= Mainstreet Research =

Market research firm

Mainstreet Research is a Canadian market research and polling firm with headquarters in Toronto, and offices in Montreal and Ottawa. The company was founded in 2010 by Quito Maggi, who currently serves as its president. Maggi, who ran campaigns within the Liberal parties in Canada, has also co-founded Political Intelligence, a lobbying firm.

Mainstreet Research conducts regular Canadian national, regional, and municipal public polling and private market and public opinion research. They also own equity into iPolitics, a digital news outlet.

== Polling ==
Mainstreet Research published its first poll on December 9, 2013. Since then, Mainstreet Research (formerly Mainstreet Technologies) has published hundreds of polls across dozens of elections and in between elections on matters of public policy. A summary of the elections covered by Mainstreet can be found below.

== Polling accuracy ==
The polling firm drew criticism for incorrectly calling the 2017 Calgary municipal election in polls conducted for Postmedia. The polls suggested that incumbent Naheed Nenshi was trailing to Bill Smith, a political newcomer, while other pollsters had Nenshi in the lead. A report commissioned after the election by the Market Research and Intelligence Association (MRIA) found that there were flaws in the company's polling methods, one of which resulted in the exclusion of cellphones in polling calls. This led to sampling bias, as younger people tended to have cellphones, but not landlines. It was found that the pollster's attempts to conduct ward-by-ward polling was based on phone numbers linked to postal codes, while cellphones with no such linkage were often dropped. Mainstreet Research president Quito Maggi later admitted to "big, big polling failures", and stated that while the company has implemented recommendations from the report, it would have to work to earn back public trust.

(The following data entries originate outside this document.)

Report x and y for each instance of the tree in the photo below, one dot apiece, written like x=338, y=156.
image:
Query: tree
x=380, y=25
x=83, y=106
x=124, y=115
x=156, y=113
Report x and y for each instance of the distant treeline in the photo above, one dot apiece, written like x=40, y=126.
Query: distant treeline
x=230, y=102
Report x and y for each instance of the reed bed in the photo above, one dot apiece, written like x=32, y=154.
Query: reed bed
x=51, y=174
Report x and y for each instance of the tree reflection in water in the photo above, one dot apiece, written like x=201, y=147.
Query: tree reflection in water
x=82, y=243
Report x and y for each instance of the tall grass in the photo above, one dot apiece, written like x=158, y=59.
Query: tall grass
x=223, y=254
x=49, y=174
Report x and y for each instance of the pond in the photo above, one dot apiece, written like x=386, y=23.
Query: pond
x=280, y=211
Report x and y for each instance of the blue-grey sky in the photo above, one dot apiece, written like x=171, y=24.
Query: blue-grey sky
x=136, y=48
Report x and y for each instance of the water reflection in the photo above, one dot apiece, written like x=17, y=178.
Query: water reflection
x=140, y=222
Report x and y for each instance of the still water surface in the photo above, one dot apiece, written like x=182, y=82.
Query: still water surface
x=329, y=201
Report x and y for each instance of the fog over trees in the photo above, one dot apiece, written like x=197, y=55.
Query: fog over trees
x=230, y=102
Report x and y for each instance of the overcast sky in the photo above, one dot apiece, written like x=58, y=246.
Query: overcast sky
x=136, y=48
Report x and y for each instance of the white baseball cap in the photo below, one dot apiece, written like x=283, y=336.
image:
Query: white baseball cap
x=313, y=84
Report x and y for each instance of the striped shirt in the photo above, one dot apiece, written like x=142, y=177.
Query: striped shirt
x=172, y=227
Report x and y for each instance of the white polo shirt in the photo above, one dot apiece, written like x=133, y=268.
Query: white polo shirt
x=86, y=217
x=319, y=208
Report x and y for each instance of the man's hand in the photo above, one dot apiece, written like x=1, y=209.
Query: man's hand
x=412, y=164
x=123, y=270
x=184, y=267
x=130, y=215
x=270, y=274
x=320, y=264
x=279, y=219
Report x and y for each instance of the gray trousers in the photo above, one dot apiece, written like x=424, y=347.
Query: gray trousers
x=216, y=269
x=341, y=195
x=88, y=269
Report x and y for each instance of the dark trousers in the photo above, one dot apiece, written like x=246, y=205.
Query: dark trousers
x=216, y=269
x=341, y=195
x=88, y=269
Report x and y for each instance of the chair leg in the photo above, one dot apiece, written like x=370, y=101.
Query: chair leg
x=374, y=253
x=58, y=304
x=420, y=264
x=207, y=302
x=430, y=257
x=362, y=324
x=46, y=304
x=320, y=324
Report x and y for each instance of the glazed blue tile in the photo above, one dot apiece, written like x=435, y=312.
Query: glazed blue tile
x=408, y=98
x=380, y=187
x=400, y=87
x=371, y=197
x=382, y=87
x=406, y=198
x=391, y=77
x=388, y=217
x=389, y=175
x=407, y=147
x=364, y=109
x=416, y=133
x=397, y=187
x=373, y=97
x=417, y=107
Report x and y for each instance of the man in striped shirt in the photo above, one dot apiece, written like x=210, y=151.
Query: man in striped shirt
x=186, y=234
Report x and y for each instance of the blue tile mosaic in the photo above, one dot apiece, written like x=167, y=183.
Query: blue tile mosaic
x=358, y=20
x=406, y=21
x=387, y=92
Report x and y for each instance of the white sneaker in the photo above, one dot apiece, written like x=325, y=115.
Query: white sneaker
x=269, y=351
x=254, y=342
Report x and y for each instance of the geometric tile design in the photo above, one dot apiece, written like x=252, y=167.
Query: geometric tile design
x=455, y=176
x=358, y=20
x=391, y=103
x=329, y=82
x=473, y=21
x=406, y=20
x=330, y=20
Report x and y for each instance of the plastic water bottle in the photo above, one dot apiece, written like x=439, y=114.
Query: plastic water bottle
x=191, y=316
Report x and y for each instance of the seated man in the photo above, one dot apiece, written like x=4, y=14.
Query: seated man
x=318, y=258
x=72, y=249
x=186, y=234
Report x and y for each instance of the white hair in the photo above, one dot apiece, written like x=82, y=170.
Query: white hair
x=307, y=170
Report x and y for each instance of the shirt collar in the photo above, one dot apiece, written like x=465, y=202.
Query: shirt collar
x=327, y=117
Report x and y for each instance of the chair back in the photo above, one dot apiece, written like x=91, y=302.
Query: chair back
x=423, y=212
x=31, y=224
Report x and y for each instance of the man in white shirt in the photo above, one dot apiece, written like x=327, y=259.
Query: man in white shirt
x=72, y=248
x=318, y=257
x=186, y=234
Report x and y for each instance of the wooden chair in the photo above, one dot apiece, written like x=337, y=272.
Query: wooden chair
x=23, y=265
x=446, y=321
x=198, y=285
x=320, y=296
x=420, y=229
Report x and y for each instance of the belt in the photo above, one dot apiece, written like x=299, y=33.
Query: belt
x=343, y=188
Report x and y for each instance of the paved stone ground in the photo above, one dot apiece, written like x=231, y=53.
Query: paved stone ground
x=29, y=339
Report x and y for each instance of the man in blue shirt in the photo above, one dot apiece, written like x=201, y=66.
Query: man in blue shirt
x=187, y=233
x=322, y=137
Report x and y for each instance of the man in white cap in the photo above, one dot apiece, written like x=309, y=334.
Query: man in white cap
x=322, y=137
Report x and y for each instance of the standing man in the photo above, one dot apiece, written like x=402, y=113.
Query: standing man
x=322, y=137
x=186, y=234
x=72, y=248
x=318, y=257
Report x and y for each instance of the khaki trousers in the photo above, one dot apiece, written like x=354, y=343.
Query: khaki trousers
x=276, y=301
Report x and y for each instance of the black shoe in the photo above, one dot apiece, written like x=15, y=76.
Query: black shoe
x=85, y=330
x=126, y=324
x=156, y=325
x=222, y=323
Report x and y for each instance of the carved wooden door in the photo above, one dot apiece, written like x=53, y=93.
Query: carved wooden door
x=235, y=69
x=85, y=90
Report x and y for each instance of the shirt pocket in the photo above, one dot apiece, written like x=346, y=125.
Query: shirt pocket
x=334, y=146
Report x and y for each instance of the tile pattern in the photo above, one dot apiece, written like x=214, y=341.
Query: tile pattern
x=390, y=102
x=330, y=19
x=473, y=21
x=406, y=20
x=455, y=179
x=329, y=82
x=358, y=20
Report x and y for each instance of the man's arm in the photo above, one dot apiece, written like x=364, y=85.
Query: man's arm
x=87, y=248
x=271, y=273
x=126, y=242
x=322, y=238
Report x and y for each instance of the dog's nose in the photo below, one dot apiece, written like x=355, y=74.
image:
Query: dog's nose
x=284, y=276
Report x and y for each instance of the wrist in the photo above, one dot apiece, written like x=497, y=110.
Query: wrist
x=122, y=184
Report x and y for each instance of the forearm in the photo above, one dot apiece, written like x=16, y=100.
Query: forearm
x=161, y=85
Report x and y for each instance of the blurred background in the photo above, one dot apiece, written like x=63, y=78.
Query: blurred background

A similar problem was also reported in the company's polls for the 2019 Nanaimo provincial by-election, which mispredicted a win for the BC Liberals over the incumbent BC NDP. Christopher Adams, one of the authors of the report, recommended that such small sample polling be halted until a solution to the sampling problem was found, adding that Mainstreet had done well with larger samples such as with provincial or federal elections. In a comparison of polling results with election results, Mainstreet is ranked an A− in Canada by polling analyst Philippe J. Fournier.